Kotaro mangut-mangut mendengarnya. "Ya sudah, karena kau sudah di sini, aku ingin kalian tinggal di sini saja. Banyak kamar kosong di rumah ini. Tidak masalah 'kan?"
Sisilia menoleh pada Ambrosio terlebih dahulu sebelum menjawab. Pria itu duduk bersedekap dengan tenang dan mata terpejam bermeditasi. Tetsuya meniru pose ayahnya dengan baik. Melihat anggukan kecil dari Ambrosio, Sisilia kembali menghadap Kotaro dan membungkukkan badan. "Tidak masalah, Otou-sama, kami akan tinggal di sini.

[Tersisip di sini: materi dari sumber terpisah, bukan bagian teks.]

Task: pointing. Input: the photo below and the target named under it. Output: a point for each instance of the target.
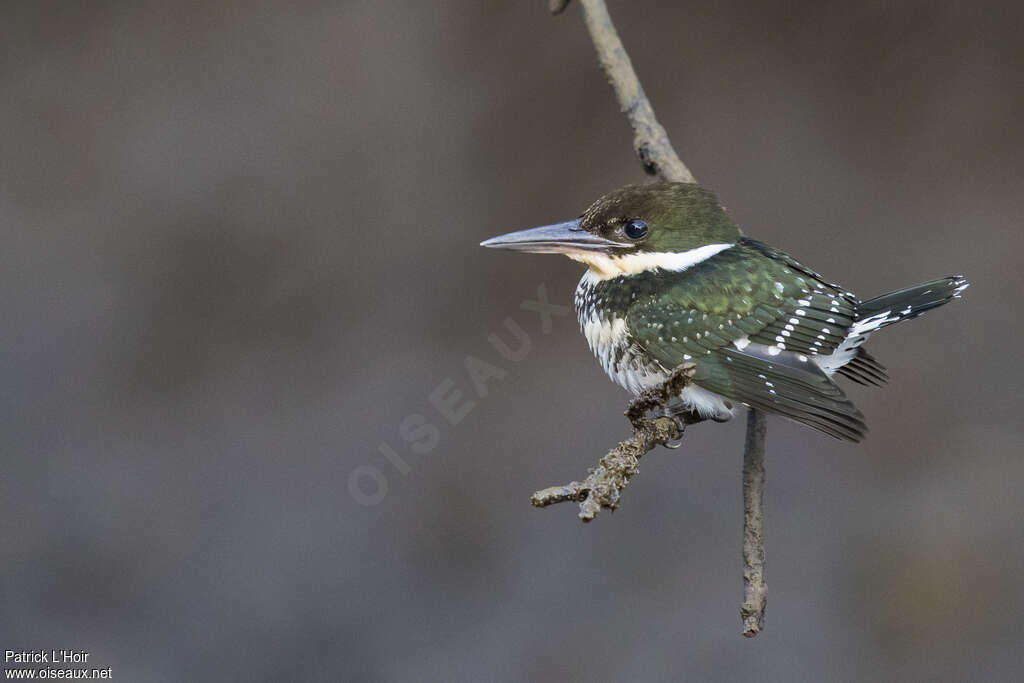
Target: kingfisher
(671, 281)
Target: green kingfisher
(671, 280)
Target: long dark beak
(557, 239)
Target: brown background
(240, 248)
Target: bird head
(633, 229)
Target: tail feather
(912, 301)
(863, 369)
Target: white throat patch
(603, 266)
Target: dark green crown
(679, 216)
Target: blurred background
(240, 256)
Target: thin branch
(649, 141)
(604, 484)
(755, 590)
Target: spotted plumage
(761, 329)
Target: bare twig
(755, 590)
(650, 141)
(603, 486)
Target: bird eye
(636, 229)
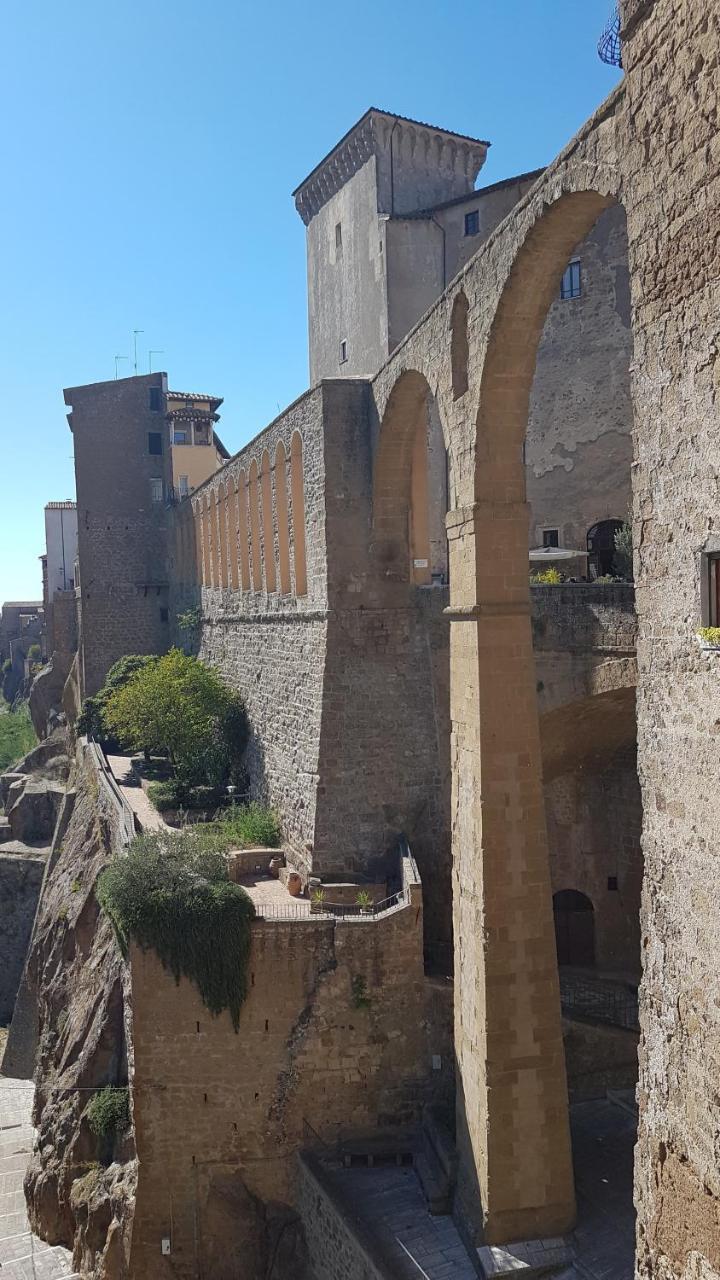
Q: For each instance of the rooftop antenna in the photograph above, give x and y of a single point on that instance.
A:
(135, 333)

Terima kasih atas perhatiannya, Otou-sama. Arigatogozaimasu!"
Ketiganya hendak beranjak, tetapi Kotaro berseru, "chottomatte, Amano-san!" Tunggu dulu, Amano. Ambrosio menatap dingin pada ayahnya. "Jangan lupakan tugasmu menyelidiki dalang insiden di vila onsen Keluarga Yamaguchi! Para tetua klan tidak akan senang melihat kau berleha-leha sementara anak-anak mereka harus dimakamkan tanpa kejelasan."
"Aku tidak lupa, Otou-sama," sahut Ambrosio, "aku ketua penyelidikan tersebut. Kebetulan sekali aku sudah memiliki asisten yang cakap untuk membantu penyelidikanku."
"Oh, siapa?"
"Tentu saja Sisilia, Istriku."
***
Ketika hatimu mengatakan untuk tidak terlibat dalam masalah, kau malah berakhir terlibat di dalamnya.
Sisilia selalu mengalami hal yang bertolak belakang dengan keinginannya. Dia sengaja tidak membahas soal kejadian di vila Keluarga Yamaguchi karena dia memang tak ingin tahu. Itu adalah masalah klan dan di luar wewenangnya. Namun karena dia telah bercinta dengan pria yang salah, masalah akan selalu menjadi bagian dari hidupnya.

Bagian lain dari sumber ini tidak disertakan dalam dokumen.